In November 2025, Cloudflare experienced a massive global outage that disrupted access to major internet platforms including X (formerly Twitter), ChatGPT, Spotify, Canva, and several gaming services. Users worldwide encountered 500 internal server errors and widespread unavailability of services, as Cloudflare’s distributed infrastructure spanning over 330 cities and more than 13,000 networks suffered a cascading failure.​​

The disruption began around 11:20 UTC, initially detected as unusual traffic in an internal service responsible for bot mitigation. A "latent bug" caused by a routine configuration update resulted in a critical service overwhelming and subsequently degrading Cloudflare’s global network.
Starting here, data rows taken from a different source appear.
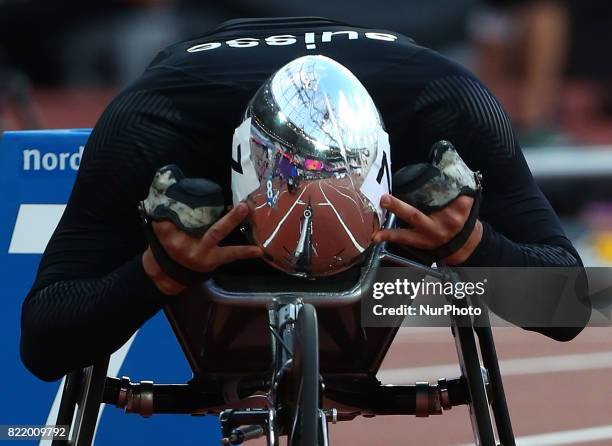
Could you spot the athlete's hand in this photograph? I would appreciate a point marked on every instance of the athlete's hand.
(199, 254)
(431, 231)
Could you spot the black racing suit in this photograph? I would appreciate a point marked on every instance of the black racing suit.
(91, 292)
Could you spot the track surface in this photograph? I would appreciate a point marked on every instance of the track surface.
(545, 395)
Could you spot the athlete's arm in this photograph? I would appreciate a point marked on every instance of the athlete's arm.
(93, 290)
(519, 227)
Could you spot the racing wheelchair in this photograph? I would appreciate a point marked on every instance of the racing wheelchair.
(301, 359)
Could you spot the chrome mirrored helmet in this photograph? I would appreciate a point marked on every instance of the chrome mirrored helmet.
(311, 159)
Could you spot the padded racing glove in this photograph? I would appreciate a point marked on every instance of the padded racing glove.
(433, 186)
(192, 204)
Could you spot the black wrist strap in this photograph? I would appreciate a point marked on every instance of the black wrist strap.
(169, 266)
(454, 244)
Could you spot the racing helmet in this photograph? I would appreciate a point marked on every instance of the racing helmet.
(311, 159)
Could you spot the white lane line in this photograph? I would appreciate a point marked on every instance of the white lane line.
(348, 232)
(559, 438)
(267, 242)
(509, 367)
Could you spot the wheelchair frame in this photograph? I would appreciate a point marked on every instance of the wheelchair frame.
(479, 386)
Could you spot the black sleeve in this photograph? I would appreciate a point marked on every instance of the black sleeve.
(91, 292)
(520, 227)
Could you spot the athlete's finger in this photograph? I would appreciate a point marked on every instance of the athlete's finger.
(407, 213)
(224, 226)
(228, 254)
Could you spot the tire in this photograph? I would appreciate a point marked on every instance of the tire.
(306, 363)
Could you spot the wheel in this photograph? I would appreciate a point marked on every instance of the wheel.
(304, 429)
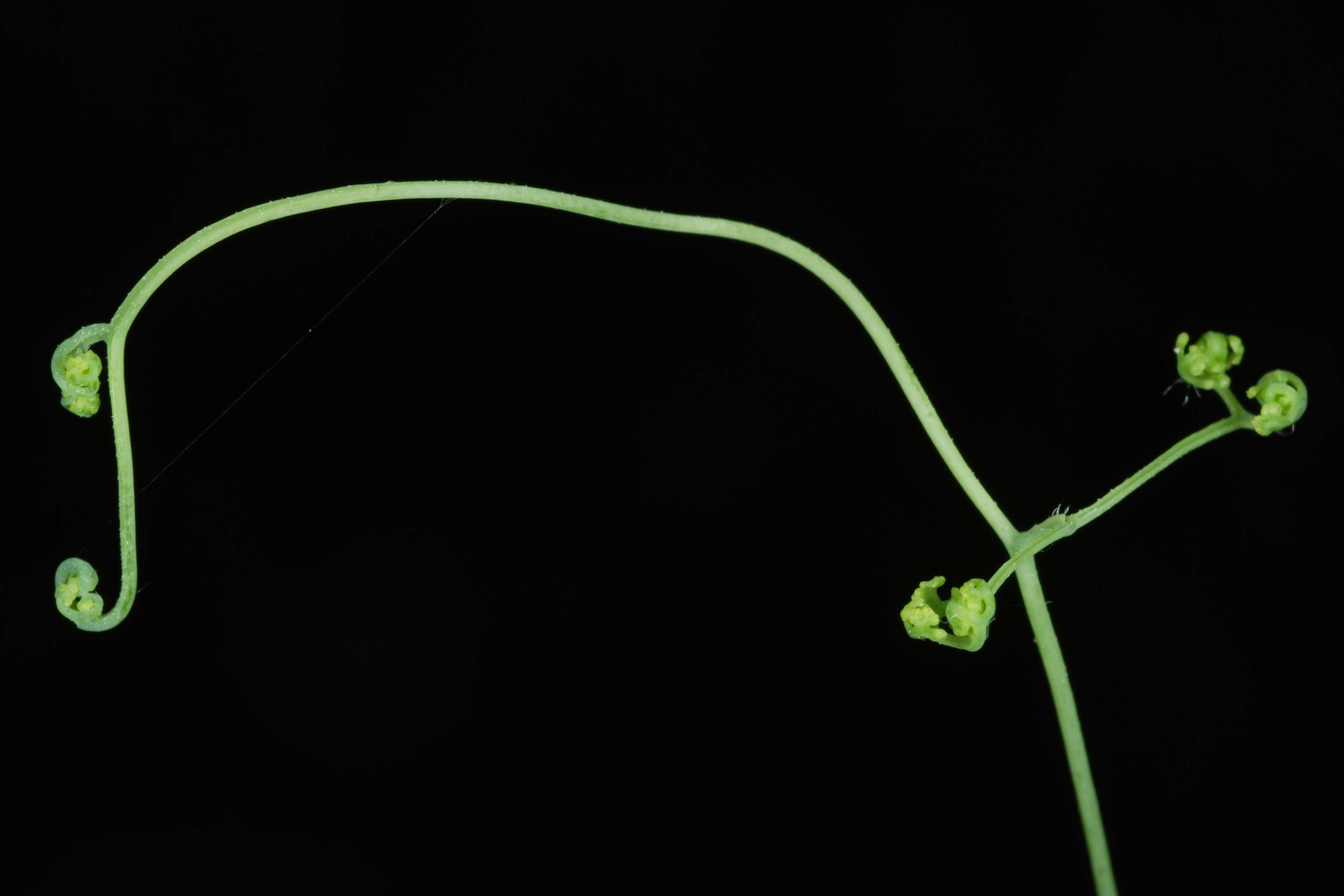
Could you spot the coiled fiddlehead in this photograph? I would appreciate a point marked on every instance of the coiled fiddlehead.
(1283, 399)
(76, 369)
(968, 613)
(1206, 363)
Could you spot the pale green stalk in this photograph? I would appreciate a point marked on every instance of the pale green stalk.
(970, 610)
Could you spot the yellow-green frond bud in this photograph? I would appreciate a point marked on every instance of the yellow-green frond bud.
(968, 614)
(1206, 363)
(1283, 399)
(76, 367)
(76, 597)
(81, 405)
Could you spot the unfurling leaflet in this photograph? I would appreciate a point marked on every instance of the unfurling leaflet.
(76, 369)
(968, 614)
(1206, 363)
(1283, 399)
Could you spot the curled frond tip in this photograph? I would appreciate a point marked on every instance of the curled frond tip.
(968, 614)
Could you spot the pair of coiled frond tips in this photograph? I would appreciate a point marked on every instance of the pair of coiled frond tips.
(963, 620)
(1206, 364)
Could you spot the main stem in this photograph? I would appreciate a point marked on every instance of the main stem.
(847, 292)
(1070, 727)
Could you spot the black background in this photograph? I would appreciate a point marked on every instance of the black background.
(572, 554)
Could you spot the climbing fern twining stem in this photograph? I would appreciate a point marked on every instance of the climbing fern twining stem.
(960, 621)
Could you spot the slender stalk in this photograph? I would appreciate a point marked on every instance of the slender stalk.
(1070, 727)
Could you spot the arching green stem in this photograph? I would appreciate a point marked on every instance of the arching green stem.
(72, 362)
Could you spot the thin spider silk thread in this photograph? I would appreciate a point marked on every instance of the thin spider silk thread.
(276, 363)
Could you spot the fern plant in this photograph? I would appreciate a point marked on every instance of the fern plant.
(959, 621)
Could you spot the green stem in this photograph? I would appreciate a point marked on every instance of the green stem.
(1034, 541)
(1089, 809)
(207, 237)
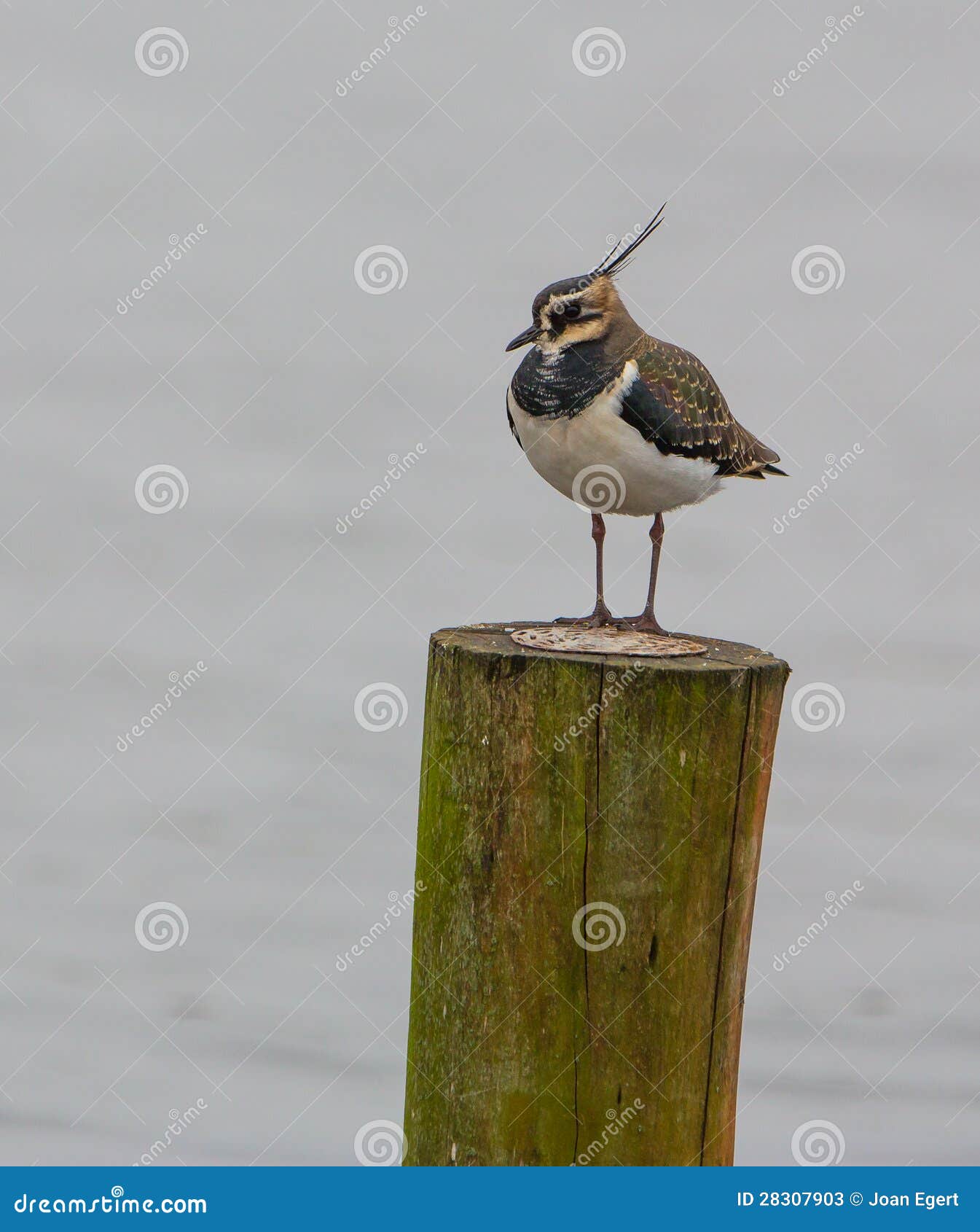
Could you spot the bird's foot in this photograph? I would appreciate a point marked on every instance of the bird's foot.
(599, 619)
(644, 623)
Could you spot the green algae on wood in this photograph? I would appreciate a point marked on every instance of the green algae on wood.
(623, 800)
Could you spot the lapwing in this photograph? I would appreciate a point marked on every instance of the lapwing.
(621, 421)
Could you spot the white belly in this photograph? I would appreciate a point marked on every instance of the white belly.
(603, 464)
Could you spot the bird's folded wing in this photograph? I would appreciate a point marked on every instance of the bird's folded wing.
(676, 405)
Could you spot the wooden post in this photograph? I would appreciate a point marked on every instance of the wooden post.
(589, 842)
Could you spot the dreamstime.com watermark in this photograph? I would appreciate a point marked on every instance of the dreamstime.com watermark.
(112, 1204)
(179, 685)
(617, 1121)
(179, 1123)
(836, 903)
(612, 687)
(179, 248)
(396, 469)
(834, 469)
(398, 903)
(836, 28)
(398, 28)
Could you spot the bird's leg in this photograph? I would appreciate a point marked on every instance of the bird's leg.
(601, 615)
(646, 623)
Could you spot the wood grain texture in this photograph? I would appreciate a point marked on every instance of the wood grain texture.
(555, 781)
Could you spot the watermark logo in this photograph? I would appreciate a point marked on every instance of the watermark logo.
(398, 28)
(599, 51)
(162, 488)
(162, 51)
(179, 246)
(599, 488)
(818, 269)
(818, 1144)
(380, 706)
(396, 469)
(380, 269)
(380, 1145)
(162, 927)
(818, 706)
(599, 926)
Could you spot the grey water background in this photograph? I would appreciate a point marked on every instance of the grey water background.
(280, 389)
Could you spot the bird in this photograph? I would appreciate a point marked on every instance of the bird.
(621, 421)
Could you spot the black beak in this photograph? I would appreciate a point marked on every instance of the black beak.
(530, 335)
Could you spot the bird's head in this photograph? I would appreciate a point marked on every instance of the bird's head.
(581, 310)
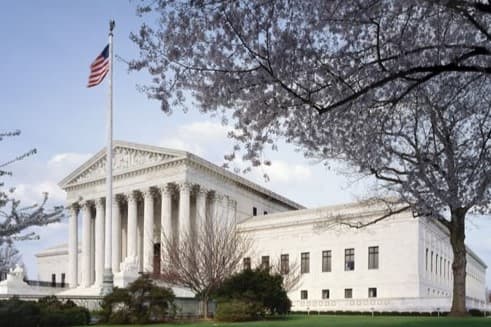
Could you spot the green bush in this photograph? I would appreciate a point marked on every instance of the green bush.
(64, 317)
(264, 290)
(47, 312)
(237, 310)
(142, 302)
(17, 313)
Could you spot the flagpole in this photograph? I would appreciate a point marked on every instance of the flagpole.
(107, 285)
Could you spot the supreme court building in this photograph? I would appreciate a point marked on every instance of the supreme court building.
(400, 264)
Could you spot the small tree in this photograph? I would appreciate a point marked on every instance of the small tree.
(200, 260)
(9, 257)
(260, 288)
(141, 302)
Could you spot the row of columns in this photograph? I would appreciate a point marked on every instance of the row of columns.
(167, 191)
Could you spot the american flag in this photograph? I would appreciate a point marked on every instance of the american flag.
(99, 68)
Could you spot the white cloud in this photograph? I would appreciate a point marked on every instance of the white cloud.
(44, 177)
(202, 138)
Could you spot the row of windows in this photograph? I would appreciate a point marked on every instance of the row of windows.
(437, 265)
(349, 261)
(348, 293)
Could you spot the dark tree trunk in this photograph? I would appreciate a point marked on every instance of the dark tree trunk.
(457, 240)
(205, 306)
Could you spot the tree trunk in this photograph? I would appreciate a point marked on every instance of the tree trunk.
(205, 307)
(457, 240)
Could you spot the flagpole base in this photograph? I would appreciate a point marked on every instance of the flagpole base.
(107, 282)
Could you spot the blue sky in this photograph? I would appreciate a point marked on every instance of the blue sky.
(47, 47)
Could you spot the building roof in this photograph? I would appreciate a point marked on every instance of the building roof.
(140, 156)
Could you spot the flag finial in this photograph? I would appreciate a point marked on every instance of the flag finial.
(111, 25)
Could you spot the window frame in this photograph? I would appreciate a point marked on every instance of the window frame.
(265, 262)
(305, 262)
(326, 261)
(304, 294)
(284, 263)
(349, 265)
(373, 257)
(246, 263)
(372, 289)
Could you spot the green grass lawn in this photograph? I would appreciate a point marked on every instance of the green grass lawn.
(345, 321)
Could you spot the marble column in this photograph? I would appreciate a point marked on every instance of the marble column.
(99, 241)
(184, 208)
(132, 230)
(201, 208)
(148, 231)
(116, 237)
(86, 231)
(232, 210)
(73, 247)
(92, 249)
(165, 215)
(226, 209)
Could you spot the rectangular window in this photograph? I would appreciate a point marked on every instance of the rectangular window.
(326, 261)
(246, 262)
(304, 295)
(285, 264)
(265, 262)
(349, 259)
(373, 257)
(436, 265)
(305, 263)
(426, 260)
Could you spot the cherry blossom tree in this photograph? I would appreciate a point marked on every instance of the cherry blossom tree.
(203, 257)
(397, 89)
(15, 218)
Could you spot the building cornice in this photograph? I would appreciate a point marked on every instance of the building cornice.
(181, 158)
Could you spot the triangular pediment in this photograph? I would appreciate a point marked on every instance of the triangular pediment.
(126, 157)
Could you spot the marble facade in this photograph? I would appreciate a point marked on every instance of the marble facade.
(158, 193)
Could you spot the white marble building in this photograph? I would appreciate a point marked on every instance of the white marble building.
(157, 192)
(396, 264)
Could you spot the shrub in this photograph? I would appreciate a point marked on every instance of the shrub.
(17, 313)
(64, 317)
(237, 310)
(258, 287)
(142, 302)
(47, 312)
Cloudflare engineers acted swiftly to deploy fixes, restoring key services such as Access and WARP by early afternoon, although some residual errors persisted.​​

Cloudflare CTO Dane Knecht publicly apologized, stating, "I won’t mince words: earlier today we failed our customers and the broader Internet when a problem in Cloudflare network impacted large amounts of traffic." He emphasized that the failure was not caused by a cyberattack but due to an internal software fault and pledged transparency through a forthcoming detailed post-mortem report.​

The outage highlighted the significant dependency of the global internet on a few infrastructure providers, with Cloudflare powering about 20% of websites worldwide. The incident exposed vulnerabilities in centralized digital infrastructure, underscoring the need for improved resilience, diverse architecture, and proactive anomaly detection across the tech ecosystem.​

This event serves as a stark reminder of how fragile the internet’s backbone can be and the critical importance of reliability and corporate accountability in digital infrastructure management.